If there was a season that could be year-round I would choose Christmas. Christmas has always been the time for laughter and joy, love and compassion, comfort and kindness. Christmas brings out the best in people. We share our belongings and ourselves with our family and strangers. It puts a twinkle in your eye, a brighter smile on your face, and warmth in your body. I tend to start my Christmas the first week of November and follow it through till the end of January. I would force my parents to play every Christmas CD in our house, and begged for everyone to congregate in the living room to watch Christmas movies until the day of. My father’s side of the family would all pile into my Aunt Mae’s house and have the traditional Christmas Eve party. Drinks, food, and presents were the theme and, of course, football.

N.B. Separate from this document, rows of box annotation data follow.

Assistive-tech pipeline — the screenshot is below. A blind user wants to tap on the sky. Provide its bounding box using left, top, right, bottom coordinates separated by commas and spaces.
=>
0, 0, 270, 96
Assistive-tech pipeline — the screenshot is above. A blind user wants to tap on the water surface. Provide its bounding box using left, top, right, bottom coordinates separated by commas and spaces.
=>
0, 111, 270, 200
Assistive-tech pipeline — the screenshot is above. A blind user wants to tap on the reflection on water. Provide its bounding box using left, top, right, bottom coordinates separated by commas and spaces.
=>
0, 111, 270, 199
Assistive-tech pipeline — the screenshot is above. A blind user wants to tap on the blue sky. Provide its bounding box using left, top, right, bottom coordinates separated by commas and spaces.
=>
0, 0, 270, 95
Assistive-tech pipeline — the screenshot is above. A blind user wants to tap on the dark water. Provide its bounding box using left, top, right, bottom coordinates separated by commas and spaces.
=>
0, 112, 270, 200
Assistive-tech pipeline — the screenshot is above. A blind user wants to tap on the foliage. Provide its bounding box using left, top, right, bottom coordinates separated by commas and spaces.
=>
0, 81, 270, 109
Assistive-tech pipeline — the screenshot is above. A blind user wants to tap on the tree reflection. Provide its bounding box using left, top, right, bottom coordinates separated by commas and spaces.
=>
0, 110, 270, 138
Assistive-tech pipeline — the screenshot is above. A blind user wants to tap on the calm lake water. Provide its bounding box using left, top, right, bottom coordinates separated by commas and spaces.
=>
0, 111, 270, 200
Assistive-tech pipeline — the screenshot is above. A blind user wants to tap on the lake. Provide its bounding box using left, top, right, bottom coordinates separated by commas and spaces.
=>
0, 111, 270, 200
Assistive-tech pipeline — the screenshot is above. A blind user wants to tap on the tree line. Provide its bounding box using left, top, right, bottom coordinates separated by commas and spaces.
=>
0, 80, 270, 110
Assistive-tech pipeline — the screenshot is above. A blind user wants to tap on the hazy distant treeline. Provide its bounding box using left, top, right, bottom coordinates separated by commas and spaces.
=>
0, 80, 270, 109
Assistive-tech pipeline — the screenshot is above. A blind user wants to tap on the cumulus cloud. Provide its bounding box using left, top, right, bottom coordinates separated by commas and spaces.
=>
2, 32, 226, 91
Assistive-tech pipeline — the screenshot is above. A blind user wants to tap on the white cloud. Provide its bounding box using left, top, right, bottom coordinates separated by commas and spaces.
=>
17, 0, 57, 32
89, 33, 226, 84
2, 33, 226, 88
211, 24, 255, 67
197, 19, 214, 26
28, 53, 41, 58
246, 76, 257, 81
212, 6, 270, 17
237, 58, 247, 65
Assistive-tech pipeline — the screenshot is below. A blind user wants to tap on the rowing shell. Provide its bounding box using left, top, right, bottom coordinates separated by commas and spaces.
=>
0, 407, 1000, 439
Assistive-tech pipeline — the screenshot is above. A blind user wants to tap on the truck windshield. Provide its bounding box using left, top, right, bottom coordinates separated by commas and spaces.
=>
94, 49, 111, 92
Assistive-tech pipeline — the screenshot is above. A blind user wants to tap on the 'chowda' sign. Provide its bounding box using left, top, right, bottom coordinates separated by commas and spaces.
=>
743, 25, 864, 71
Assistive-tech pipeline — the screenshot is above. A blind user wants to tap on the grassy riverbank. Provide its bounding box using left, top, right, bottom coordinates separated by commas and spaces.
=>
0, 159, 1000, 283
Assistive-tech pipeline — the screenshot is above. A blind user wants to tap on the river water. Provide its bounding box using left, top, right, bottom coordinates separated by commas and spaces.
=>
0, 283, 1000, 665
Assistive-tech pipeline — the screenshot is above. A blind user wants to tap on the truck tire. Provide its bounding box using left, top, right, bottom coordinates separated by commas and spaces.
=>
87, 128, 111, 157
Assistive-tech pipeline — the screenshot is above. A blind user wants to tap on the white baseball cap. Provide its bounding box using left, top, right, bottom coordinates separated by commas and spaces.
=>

That Christmas was different.
It all changed during my junior year of college. It was a little more than a walk in the park. My uncle committed suicide in the summer from a drug overdose; I was starting my junior year; my mother was diagnosed with bipolar disorder; my grandparents on my mother’s side moved from their house in Avalon, New Jersey to King of Prussia, Pennsylvania. A constant flow of events passed through my life, which seemed to interrupt and disturb my rhythm of things. Junior year seemed to fly by and only about half my school year had passed by. My uncle was very close to my mother and his death seemed to upset her a lot. Her bipolar disorder only made her a rollercoaster of emotions that we all had to make ourselves immune to.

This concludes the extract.